– STUFFING SENTENCES TO CARRYING CAPACITY.
– Never starting a blog post (or sermon) with “I.”
– Punctuality.
– Creative segues.
– Repeating verbatim whatever someone wants said to another.
– That only what I actually heard appears inside quotation marks.
– One-sentence ledes.
– Snappy ledes. (“If you can do that, you’ll never be out of a job,” quoth a mentor.)
– Keeping an open mind, especially when it’s difficult.
– Never speaking in absolutes. (Present list excluded.)
– Crediting my sources.
– Communicating as accurately as I can. (Challenging, but aspirational.)
– Pushing through my shyness. (Also aspirationally challenging.)
– Being kind to cashiers, sales clerks, waiters, and tradesfolk.
– Saying “Take your time” whenever necessary.
– Waving at passing cars.
– Not speculating.
– “Killing my darlings” (per Wm. Faulkner, via Stephen King).

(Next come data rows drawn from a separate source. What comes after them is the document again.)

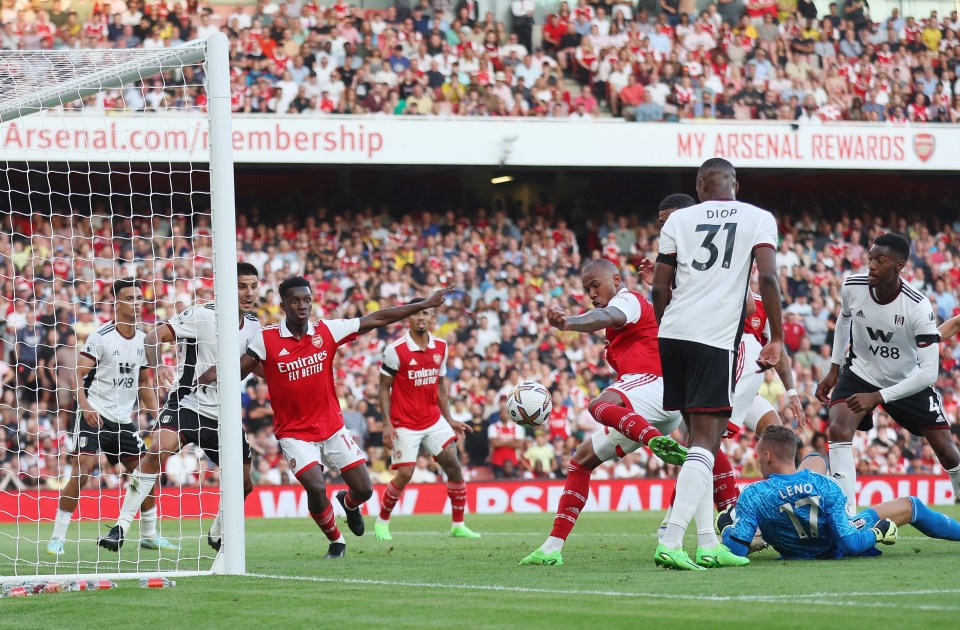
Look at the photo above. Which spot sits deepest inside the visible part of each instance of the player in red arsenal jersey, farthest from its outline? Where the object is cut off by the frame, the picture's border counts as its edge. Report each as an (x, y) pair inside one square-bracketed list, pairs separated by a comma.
[(416, 413), (297, 358), (631, 408)]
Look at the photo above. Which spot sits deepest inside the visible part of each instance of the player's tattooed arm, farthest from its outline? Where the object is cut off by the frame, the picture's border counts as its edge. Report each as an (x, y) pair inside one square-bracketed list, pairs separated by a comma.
[(591, 321)]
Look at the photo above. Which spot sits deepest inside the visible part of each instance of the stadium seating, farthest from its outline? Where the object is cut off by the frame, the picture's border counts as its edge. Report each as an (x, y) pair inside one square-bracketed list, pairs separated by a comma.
[(507, 271), (777, 61)]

– Making an effort to pet stray cats.
– Greeting passersby with (at least) a smile.
– Concisifying.
(And yours?)
– tame those wily pronouns
– destroy hidden repetition: if you show it don’t tell it and vice versa
– The art of good writing for a sensitive and intelligent person is not in knowing what to write, but in knowing what not to write. -Tolstoy
– don’t mix your metaphors, please, ‘cuz if this thing starts snowballing, it could really catch fire.
– In writing suspense: “Make ‘em laugh, make ‘em cry, but make ‘em wait” -Tamim Ansary
– In writing dialog, consider: “When two characters talk, they aren’t quite having the same conversation. They interrupt each other, they don’t say things that the other already knows” -Stephanie Moore (dec)
Once again, you have taught me important things. I love you.